I took a day to tinker and see what I could manage to mock up Goroutines, standing on the shoulders of the stackless work.
Based on that, here's a reimagining of this sample in the style of Go:
producer: func [sentence [text!]] [
let out: make-chan
let tokens: split sentence space
go (func [] [
for-next t tokens [ ; FOR-EACH is not stackless (yet), so...
send-chan out t/1 ; ...FOR-EACH can't unwind when this blocks
]
close-chan out
])
return out
]
pattern_filter: func [in "channel" /pattern [text!]] [
pattern: default ["ing"]
print ["Searching for" mold pattern]
let out: make-chan
go (func [<local> token] [
while [token: receive-chan in] [
if find token pattern [
send-chan out token
]
]
close-chan out
print "Done with filtering!!"
])
return out
]
print_token: func [in] [
print ["I'm sink, i'll print tokens"]
let done: make-chan
go (func [<local> token] [
while [token: receive-chan in] [
print [token]
]
close-chan done
print "Done with printing!"
])
return done
]
let sentence: "Bob is running behind a fast moving car"
unfiltered: producer sentence
filtered: pattern_filter unfiltered
done: print_token filtered
receive-chan done
This replaces the idea of coroutines speaking to each other directly with the idea that they synchronize and communicate through "channels".

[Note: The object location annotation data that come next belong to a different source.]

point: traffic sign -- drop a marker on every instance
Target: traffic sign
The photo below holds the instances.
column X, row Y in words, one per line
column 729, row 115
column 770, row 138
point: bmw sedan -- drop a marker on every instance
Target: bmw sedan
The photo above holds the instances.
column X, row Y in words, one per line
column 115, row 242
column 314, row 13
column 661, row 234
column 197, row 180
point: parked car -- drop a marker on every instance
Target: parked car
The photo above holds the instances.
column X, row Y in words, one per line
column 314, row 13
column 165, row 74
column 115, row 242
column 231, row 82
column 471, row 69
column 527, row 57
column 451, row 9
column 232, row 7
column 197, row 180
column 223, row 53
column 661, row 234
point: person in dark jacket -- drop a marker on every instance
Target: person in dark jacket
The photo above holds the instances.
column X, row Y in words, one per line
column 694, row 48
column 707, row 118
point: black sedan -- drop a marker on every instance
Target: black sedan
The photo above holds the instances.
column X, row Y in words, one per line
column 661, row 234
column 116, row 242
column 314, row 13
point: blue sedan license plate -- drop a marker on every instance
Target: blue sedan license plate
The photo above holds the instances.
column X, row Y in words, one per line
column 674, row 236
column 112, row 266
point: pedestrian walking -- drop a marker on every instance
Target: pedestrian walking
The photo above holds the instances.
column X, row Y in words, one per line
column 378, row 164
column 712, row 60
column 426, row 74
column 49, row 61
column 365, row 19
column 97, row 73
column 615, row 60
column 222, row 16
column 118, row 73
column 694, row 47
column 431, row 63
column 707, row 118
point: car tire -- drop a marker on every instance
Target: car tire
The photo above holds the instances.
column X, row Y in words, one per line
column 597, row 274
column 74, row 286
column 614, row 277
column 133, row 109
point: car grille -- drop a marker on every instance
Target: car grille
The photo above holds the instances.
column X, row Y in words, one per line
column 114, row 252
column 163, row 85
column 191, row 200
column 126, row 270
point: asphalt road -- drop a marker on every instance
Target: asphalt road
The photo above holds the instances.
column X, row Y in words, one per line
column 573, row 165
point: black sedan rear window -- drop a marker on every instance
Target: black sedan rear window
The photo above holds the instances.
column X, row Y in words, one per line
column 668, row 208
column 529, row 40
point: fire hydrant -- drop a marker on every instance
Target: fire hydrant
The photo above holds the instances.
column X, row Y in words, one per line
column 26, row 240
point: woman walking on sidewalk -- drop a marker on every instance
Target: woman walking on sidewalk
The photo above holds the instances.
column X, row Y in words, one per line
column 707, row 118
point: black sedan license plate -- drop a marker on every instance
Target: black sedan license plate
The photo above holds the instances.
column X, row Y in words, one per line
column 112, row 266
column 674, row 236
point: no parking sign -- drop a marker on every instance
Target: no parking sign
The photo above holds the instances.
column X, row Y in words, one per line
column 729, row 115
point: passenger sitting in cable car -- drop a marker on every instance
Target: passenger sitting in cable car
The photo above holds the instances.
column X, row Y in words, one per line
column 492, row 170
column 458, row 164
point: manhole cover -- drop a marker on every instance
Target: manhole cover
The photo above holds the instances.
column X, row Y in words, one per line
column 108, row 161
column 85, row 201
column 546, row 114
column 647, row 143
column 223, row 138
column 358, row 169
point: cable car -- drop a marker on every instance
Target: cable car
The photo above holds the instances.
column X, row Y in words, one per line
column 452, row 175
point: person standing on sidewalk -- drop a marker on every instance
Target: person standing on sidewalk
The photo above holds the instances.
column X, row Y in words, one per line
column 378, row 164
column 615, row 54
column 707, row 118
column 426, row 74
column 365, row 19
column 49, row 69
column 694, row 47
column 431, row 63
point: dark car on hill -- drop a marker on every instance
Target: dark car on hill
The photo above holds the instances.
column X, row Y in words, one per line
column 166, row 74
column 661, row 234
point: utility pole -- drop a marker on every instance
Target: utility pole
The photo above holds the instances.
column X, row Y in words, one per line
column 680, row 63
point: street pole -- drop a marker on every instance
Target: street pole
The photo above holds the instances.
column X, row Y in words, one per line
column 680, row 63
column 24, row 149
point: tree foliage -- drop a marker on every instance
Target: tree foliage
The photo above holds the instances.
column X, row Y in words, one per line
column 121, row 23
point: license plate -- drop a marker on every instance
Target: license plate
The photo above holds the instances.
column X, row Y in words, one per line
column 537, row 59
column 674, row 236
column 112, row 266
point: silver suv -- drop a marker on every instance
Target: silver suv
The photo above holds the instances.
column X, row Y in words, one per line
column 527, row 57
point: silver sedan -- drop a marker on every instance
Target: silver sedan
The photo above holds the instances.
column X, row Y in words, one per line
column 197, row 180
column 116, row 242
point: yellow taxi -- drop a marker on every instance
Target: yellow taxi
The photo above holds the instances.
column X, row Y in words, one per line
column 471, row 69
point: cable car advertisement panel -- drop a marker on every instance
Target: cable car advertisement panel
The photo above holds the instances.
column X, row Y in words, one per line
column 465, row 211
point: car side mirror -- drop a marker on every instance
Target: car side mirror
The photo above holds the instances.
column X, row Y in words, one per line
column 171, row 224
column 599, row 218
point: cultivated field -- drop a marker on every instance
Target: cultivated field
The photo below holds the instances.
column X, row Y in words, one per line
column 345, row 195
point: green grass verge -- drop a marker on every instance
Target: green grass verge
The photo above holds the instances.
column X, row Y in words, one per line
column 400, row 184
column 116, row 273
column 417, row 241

- The producer isn't itself a "coroutine" but an ordinary function that instantiates a goroutine, and returns a channel object that represents its stream of produced tokens.
- The filter also isn't a coroutine... again an ordinary function, but one that takes a channel as an input parameter...returns a filtered channel as an output. To get the filtered channel, it instantiates a goroutine whose job it is to take items from
in
and decide which ones to send toout
. - The printer once again is an ordinary function that creates a goroutine to dump out a channel that it receives.
You get the desired output:
Searching for "ing"
I'm sink, i'll print tokens
running
moving
Done with filtering!!
Done with printing!
This seems a much smarter path than trying to deal with a contortion of generators like "special yielding syntax"! Does it look clear?
Note: I didn't have to write it as functions that run goroutines and return channels... in fact, most examples you see in Go aren't styled this way. Instead the main code makes the channel and then calls go on a goroutine that is parameterized with the channels. But I thought it made responsibility clearer who was doing what, e.g. to have the producer both make the channel and close it--vs being given a pre-made channel to fill.